Emily Gagne is following a somewhat atypical degree track by splitting her thesis into two fields: evolutionary biology and biology education research. More unusual still is that her twin focuses have roots in the same country halfway across the world. Although she was unable to travel to Madagascar due to the COVID-19 pandemic, her evolutionary biology research — conducted with Elise Lauterbur — centers on understanding gene flow and population demography patterns in lemurs there, while the other half of her thesis focuses on teaming up with members of Perry Lab, Diego Hernandez, and their Malagasy collaborators to lead virtual workshops in bioinformatics and genetics for adults nearby.

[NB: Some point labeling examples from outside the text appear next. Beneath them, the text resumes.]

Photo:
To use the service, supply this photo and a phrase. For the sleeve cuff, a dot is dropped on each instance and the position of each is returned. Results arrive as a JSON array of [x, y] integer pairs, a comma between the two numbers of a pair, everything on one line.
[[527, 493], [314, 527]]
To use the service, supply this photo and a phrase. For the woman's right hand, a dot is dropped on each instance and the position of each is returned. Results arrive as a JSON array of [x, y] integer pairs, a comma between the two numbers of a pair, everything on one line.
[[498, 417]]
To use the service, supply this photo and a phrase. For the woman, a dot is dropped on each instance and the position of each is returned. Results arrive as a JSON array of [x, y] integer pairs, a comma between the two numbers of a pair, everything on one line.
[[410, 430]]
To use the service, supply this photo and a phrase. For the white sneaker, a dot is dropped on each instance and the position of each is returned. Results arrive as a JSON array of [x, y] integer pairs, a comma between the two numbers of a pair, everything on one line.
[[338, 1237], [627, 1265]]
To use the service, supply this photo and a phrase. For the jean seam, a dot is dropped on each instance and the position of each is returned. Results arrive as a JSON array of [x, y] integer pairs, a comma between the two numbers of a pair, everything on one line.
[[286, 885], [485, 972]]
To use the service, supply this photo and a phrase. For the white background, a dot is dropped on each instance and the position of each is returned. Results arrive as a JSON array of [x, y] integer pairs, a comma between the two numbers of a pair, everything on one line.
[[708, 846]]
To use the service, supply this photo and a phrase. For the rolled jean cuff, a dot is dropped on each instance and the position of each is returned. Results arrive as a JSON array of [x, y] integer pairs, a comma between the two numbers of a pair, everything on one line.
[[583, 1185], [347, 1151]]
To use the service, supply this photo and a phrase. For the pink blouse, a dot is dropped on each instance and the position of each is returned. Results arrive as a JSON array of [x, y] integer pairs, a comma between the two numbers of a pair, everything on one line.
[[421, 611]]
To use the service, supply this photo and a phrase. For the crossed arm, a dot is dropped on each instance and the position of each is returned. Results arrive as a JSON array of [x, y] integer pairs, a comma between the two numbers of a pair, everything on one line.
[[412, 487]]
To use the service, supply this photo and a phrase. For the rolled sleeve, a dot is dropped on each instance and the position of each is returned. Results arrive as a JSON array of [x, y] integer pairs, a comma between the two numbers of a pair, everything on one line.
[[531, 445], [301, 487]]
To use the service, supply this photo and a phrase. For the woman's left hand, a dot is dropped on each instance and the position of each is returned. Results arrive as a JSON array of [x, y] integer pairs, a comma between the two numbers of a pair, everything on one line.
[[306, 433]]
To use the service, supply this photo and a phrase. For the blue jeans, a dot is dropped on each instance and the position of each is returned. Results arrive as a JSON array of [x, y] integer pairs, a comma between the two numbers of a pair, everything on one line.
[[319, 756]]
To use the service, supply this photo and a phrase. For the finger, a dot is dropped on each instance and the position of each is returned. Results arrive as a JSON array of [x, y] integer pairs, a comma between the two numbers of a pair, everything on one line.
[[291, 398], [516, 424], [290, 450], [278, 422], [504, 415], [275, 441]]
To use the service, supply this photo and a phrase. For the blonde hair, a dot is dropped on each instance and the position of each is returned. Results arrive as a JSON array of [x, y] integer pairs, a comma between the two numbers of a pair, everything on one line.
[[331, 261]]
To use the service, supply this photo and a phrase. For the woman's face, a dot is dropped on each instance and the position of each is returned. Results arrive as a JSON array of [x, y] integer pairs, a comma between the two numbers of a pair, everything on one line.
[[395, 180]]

While some people may find a dual-subject thesis daunting, Emily finds both aspects equally rewarding, and she encourages anyone to get involved in outreach related to their field.
“I would encourage as many scientists as possible to engage in either outreach or education research,” she said. “It's important to empower learners and give them the tools they need to become independent scientists. Science should be fun AND accessible.”
For student-scientists at Penn State, Emily suggested that anyone looking to be involved in outreach projects should start at the Eberly College of Science’s Office of Science Outreach — or better yet, take her class! Emily is a co-instructor for SC 451: Science Outreach and Communication.
“During the course of the semester, students in the course develop an outreach project that they design and implement with the help of the instructors,” she said. “I highly recommend the class!”